//CIDADE// Prédio do Vendão tem cerca de 90 anos e foi beneficiadora de café

O prédio do Vendão, na década de 1930: propriedade de Nelson Bruschini

O prédio do Vendão, pertencente à rede de Supermercados Colorado, que será demolido para a construção de uma loja moderna, já existia na década de 1930, ou seja, há cerca de 90 anos.

Isso é o que indicam os registros do serrano Nestor de Souza Leme, historiador e responsável por uma página no Facebook dedicada a publicar fotos antigas sobre Serra Negra.

Leme encontrou em seus arquivos uma publicação de 1935, o "Album de Serra Negra", que relatava o funcionamento no local da “Machina de Beneficiar Café São José”.
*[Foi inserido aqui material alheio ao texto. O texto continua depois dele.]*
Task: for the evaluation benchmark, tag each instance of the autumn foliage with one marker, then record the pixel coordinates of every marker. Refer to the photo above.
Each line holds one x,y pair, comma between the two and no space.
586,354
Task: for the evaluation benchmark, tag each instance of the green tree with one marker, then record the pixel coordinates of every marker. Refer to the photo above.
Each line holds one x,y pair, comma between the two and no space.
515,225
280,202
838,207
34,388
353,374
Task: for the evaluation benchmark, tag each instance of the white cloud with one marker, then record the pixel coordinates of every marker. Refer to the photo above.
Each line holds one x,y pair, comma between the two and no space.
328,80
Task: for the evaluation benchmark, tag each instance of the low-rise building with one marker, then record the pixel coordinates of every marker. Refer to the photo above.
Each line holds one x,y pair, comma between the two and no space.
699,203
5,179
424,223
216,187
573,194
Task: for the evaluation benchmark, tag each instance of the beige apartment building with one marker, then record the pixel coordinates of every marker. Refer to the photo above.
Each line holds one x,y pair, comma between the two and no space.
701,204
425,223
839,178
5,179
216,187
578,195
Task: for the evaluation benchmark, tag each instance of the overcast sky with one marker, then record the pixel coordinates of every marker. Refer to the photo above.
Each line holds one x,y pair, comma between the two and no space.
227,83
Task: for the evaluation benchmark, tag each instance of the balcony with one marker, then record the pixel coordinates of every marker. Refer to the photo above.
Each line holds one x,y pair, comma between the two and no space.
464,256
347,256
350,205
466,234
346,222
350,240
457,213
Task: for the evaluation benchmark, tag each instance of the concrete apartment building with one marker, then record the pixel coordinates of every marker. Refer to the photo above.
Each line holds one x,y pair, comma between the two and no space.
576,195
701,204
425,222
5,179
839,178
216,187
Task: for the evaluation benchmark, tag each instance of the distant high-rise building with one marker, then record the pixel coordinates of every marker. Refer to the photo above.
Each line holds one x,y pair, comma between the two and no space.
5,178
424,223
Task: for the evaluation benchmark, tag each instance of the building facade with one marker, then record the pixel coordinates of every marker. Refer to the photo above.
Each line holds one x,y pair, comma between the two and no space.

“Dotada de todas as instalações próprias, ali funcionando potente 'machina' combinada com capacidade para 400 arrobas e movida por intermédio do vapor Robey, desenvolvendo 10 cavalos v. Há tulhas, escritório etc”, diz o texto.

A publicação revela ainda que a indústria de beneficiamento de café pertencia a Nelson Bruschini, nascido em 23 de outubro de 1905. Informa ainda que Nelson Bruschini era filho de José Bruschini e de dona Prima Bruschini, residentes em Serra Negra.

O texto também informa que Nelson casou em 30 de dezembro de 1933 com Maria Silveira Bruschini, e que o casal teve uma filha chamada Maria Helena.

Segundo a publicação, a família morava na Rua Santos Pinto e Bruschini era proprietário de vários prédios de aluguel nas imediações da Machina São José, além de ter suas irmãs como sócias da Fazenda Santa Cruz, localizada em Serra Negra.

Publicação de 1935 conta a história
 da beneficiadora de café

A publicação de 1935 foi o único documento sobre o prédio encontrado por Leme em seus arquivos. Na página do Facebook do Viva! Serra Negra e nas redes sociais da cidade muitos serranos que lamentaram a demolição relataram suas lembranças como consumidores e frequentadores do local, em especial na infância.

O empresário Marco Duda, um dos sócios da Expresso Duda, relatou ao Viva! Serra Negra suas lembranças não só como frequentador do edifício, como também vizinho. De acordo com ele, sua família tinha relação profissional e de amizade com Nelson Bruschini.

Seu relato remete às décadas de 1950 a 1970 e em especial entre os anos de 1972 e 1974, quando Marco tinha cerca de seis anos. A história do prédio e de seu proprietário se mistura com a da cafeicultura serrana. 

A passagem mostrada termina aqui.